Uitwerkingsmogelijkheid bestemmingsplan niet baseren op stedenbouwkundig plan
Indien een uitwerkingsmogelijkheid is opgenomen in een bestemmingsplan, dan dienen de uitwerkingsregels ‘voldoende bepaald’ te zijn. Dit houdt kortweg in dat op voorhand duidelijk moet zijn onder welke voorwaarden de bestemming uitgewerkt kan worden. Er mogen geen onduidelijke uitwerkingsbepalingen in staan.
In een uitspraak van 6 juni 2012 (no. 201110671/1/R1) komt deze problematiek aan de orde. De raad had een uitwerkingsmogelijkheid bestemmingsplan opgenomen voor de bestemming ‘Woongebied – uit te werken’. Eén van de uitwerkingsregels gaf aan dat de uitwerking zal plaatsvinden op basis van het stedenbouwkundige plan.
De eigenaar van een nabij gelegen stoeterij stelde in beroep dat het bestemmingsplan ten onrechte binnen 100 m van zijn stoeterij woningbouw mogelijk maakt. Hij vreesde dat voortzetting van het gebruik van de stoeterij in strijd zal zijn met de afstandsnormen uit de milieuwetgeving. De raad stelde zich op het standpunt dat de uitwerking van voornoemde bestemming zal plaatsvinden op basis van het stedenbouwkundige plan. In dit plan zijn binnen 100 m van de stoeterij geen woningen, maar water en groen voorzien, aldus de raad.
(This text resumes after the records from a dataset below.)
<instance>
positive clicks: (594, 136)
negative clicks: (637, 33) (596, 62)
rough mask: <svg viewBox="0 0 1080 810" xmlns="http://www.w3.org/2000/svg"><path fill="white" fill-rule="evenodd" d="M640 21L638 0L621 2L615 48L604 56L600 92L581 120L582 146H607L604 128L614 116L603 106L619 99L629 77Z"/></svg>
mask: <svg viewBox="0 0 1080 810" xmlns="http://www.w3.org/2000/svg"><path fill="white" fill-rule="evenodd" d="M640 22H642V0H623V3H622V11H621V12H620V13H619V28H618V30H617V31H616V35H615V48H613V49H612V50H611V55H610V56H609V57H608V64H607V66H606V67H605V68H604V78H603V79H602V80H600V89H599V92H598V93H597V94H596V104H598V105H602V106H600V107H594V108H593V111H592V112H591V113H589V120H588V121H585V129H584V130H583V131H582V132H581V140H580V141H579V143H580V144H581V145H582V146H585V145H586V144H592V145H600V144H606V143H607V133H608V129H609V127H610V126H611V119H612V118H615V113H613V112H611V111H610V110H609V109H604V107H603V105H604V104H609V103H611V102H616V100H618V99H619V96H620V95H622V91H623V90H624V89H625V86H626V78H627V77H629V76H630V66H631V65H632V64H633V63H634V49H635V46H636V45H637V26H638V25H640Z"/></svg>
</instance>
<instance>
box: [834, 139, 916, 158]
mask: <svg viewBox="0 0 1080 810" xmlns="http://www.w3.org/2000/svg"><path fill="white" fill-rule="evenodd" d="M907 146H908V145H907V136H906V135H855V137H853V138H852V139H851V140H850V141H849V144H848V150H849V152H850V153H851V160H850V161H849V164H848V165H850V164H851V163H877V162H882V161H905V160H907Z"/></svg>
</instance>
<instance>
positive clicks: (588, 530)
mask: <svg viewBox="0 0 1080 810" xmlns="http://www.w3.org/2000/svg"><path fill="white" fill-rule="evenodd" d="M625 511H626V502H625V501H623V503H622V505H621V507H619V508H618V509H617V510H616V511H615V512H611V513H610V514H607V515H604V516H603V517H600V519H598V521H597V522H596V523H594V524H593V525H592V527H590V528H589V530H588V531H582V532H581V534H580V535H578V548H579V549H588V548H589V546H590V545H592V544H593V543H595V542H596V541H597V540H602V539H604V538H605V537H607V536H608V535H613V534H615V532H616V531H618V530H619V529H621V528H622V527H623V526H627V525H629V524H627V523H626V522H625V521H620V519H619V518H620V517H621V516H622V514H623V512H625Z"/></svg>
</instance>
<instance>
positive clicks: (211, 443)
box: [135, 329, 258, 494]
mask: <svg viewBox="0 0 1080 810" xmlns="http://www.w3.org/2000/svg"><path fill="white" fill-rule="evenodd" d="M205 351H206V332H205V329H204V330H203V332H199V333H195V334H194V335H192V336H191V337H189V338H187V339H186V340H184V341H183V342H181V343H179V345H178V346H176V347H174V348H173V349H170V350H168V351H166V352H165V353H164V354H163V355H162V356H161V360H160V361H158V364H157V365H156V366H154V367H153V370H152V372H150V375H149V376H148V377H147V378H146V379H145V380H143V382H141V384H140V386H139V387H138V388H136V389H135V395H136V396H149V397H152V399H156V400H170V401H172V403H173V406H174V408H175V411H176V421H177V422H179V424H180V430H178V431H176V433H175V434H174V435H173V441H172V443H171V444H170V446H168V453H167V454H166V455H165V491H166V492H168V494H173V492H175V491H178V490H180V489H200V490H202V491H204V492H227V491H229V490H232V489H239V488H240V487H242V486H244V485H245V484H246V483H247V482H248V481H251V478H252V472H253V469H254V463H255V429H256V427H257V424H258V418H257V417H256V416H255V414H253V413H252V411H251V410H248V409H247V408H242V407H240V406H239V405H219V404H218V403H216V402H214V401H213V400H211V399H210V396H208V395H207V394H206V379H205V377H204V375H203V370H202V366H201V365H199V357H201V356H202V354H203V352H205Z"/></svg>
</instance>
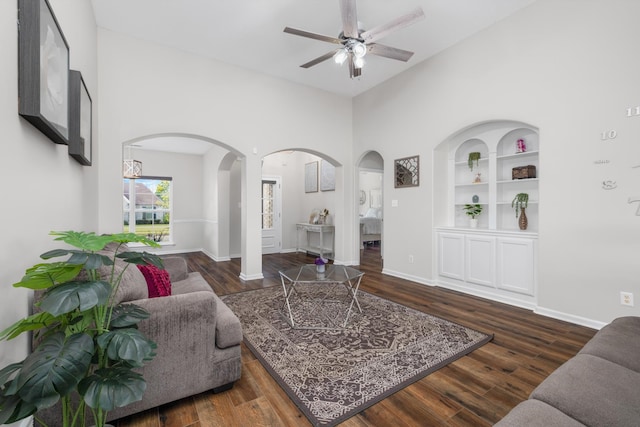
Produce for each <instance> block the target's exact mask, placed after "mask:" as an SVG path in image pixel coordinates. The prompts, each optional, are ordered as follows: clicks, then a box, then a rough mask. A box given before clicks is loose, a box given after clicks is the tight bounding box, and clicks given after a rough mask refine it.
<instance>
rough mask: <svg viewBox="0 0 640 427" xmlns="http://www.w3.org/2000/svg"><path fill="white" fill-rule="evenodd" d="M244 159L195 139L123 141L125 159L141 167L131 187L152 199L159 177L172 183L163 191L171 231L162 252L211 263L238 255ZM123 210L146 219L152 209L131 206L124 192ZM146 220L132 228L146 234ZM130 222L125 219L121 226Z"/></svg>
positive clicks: (166, 214) (165, 136)
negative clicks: (136, 176)
mask: <svg viewBox="0 0 640 427" xmlns="http://www.w3.org/2000/svg"><path fill="white" fill-rule="evenodd" d="M243 158H244V157H243V156H242V154H241V153H240V152H238V151H237V150H235V149H233V148H231V147H229V146H228V145H226V144H224V143H221V142H219V141H216V140H213V139H211V138H207V137H202V136H198V135H186V134H161V135H149V136H146V137H140V138H136V139H134V140H130V141H126V142H124V143H123V161H126V160H131V159H135V160H138V161H139V162H140V163H141V164H142V172H141V174H140V176H138V177H135V178H134V180H135V181H137V182H136V184H135V185H134V189H135V188H138V189H139V190H141V191H143V192H146V193H148V194H147V198H148V199H153V195H155V193H156V192H157V191H156V190H157V187H154V186H153V184H152V183H151V184H150V182H152V181H154V180H156V179H158V178H161V179H164V180H165V181H169V182H170V183H171V184H170V189H169V191H168V192H167V193H168V197H169V202H168V205H169V206H168V210H169V212H168V214H167V213H166V212H163V222H168V224H166V225H167V226H168V227H169V229H170V233H169V234H168V235H164V236H163V239H164V241H160V244H161V245H162V246H163V247H162V248H161V250H160V251H161V252H186V251H193V250H202V251H203V252H205V253H206V254H207V255H208V256H210V257H211V258H212V259H214V260H215V261H227V260H229V259H230V258H231V257H234V256H235V257H242V254H241V252H242V251H241V249H240V248H241V246H242V238H241V224H240V218H241V217H242V209H243V206H242V204H241V203H240V202H239V200H240V194H241V192H242V188H241V187H242V184H241V169H242V167H241V164H242V161H243ZM124 179H125V180H126V178H124ZM129 185H130V186H131V184H130V183H129ZM145 185H147V190H145V189H144V188H143V187H145ZM129 197H130V194H129ZM236 199H237V200H236ZM154 200H155V199H154ZM127 205H129V206H127ZM123 209H124V211H125V213H126V214H128V218H132V217H134V215H133V214H132V209H137V210H138V211H139V214H140V213H142V212H144V211H145V210H147V216H148V213H149V212H150V213H151V214H152V215H153V211H154V209H155V207H153V206H151V207H149V206H146V205H142V204H141V203H138V207H137V208H136V206H135V202H134V204H131V200H129V199H128V197H126V196H125V195H124V194H123ZM139 214H138V215H139ZM123 217H124V215H123ZM167 219H168V221H167ZM151 220H152V221H153V220H154V218H152V219H151ZM147 221H148V219H144V218H143V219H141V221H136V222H140V224H135V225H134V229H135V227H136V226H137V227H139V229H142V230H144V228H143V226H147V224H142V222H147ZM130 223H131V220H129V221H123V226H129V225H131V224H130ZM163 225H165V224H163ZM245 262H246V260H244V259H242V260H241V263H242V264H244V263H245Z"/></svg>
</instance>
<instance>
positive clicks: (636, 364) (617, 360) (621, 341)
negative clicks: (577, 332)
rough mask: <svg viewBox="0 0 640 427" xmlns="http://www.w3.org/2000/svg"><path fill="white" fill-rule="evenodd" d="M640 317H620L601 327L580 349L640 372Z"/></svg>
mask: <svg viewBox="0 0 640 427" xmlns="http://www.w3.org/2000/svg"><path fill="white" fill-rule="evenodd" d="M639 334H640V317H620V318H618V319H616V320H614V321H613V322H612V323H610V324H608V325H606V326H605V327H604V328H602V329H601V330H600V331H598V333H596V335H595V336H594V337H593V339H591V341H589V342H588V343H587V344H586V345H585V346H584V347H583V348H582V350H580V353H579V354H591V355H593V356H598V357H601V358H603V359H607V360H609V361H610V362H613V363H617V364H618V365H622V366H624V367H625V368H629V369H633V370H634V371H636V372H640V336H639Z"/></svg>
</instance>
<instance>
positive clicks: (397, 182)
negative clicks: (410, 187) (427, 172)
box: [394, 156, 420, 188]
mask: <svg viewBox="0 0 640 427" xmlns="http://www.w3.org/2000/svg"><path fill="white" fill-rule="evenodd" d="M394 184H395V188H402V187H417V186H418V185H420V156H411V157H404V158H402V159H397V160H396V161H395V162H394Z"/></svg>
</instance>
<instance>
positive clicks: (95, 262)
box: [40, 249, 113, 270]
mask: <svg viewBox="0 0 640 427" xmlns="http://www.w3.org/2000/svg"><path fill="white" fill-rule="evenodd" d="M65 255H71V256H70V257H69V259H68V260H67V263H68V264H72V265H82V266H84V268H85V269H87V270H97V269H98V268H100V267H102V266H103V265H113V260H112V259H111V258H109V257H108V256H107V255H102V254H97V253H93V252H85V251H80V250H75V249H53V250H51V251H49V252H45V253H43V254H42V255H40V258H42V259H51V258H57V257H61V256H65Z"/></svg>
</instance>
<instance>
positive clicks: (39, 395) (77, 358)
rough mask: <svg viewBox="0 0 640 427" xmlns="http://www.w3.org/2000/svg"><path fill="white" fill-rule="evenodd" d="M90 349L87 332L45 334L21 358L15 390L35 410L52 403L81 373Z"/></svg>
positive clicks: (88, 340)
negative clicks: (34, 350) (23, 355)
mask: <svg viewBox="0 0 640 427" xmlns="http://www.w3.org/2000/svg"><path fill="white" fill-rule="evenodd" d="M93 352H94V344H93V339H92V338H91V337H90V336H89V335H87V334H84V333H80V334H74V335H71V336H69V337H65V335H64V333H62V332H58V333H55V334H53V335H50V336H48V337H47V338H45V339H44V340H43V341H42V342H41V343H40V344H39V345H38V347H37V348H36V349H35V351H34V352H33V353H31V354H30V355H29V356H27V358H26V359H25V360H24V362H23V365H22V368H21V369H20V373H19V374H18V376H17V378H16V379H15V381H16V384H15V386H16V388H17V390H18V391H17V393H18V394H19V395H20V397H21V398H22V399H23V400H25V401H26V402H29V403H31V404H33V405H35V406H36V407H37V408H38V410H40V409H43V408H48V407H49V406H52V405H53V404H55V403H56V402H57V401H58V400H59V399H60V396H64V395H66V394H68V393H70V392H71V391H72V390H74V389H75V387H76V386H77V385H78V383H79V382H80V380H82V378H84V377H85V375H86V374H87V371H88V369H89V366H90V364H91V357H92V356H93Z"/></svg>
De Afdeling overweegt dat tussen een geurgevoelige object en de stoeterij tenminste 100 m in acht moet worden genomen op basis van de Wet geurhinder en veehouderij. Reeds hierom komt aan het uitsluiten van woningbouw binnen een afstand van 100 m van de stoeterij van appellant een belangrijk gewicht toe. Onder deze omstandigheden was de raad naar het oordeel van de Afdeling uit een oogpunt van rechtszekerheid gehouden te voorzien in een uitwerkingsregel waarin voormelde afstand is neergelegd. De uitwerkingsregel in het bestemmingsplan biedt volgens de Afdeling onvoldoende waarborgen nu niet valt uit te sluiten dat het college van b&w het stedenbouwkundige plan wijzigt en daarvan op detailniveau zal afwijken.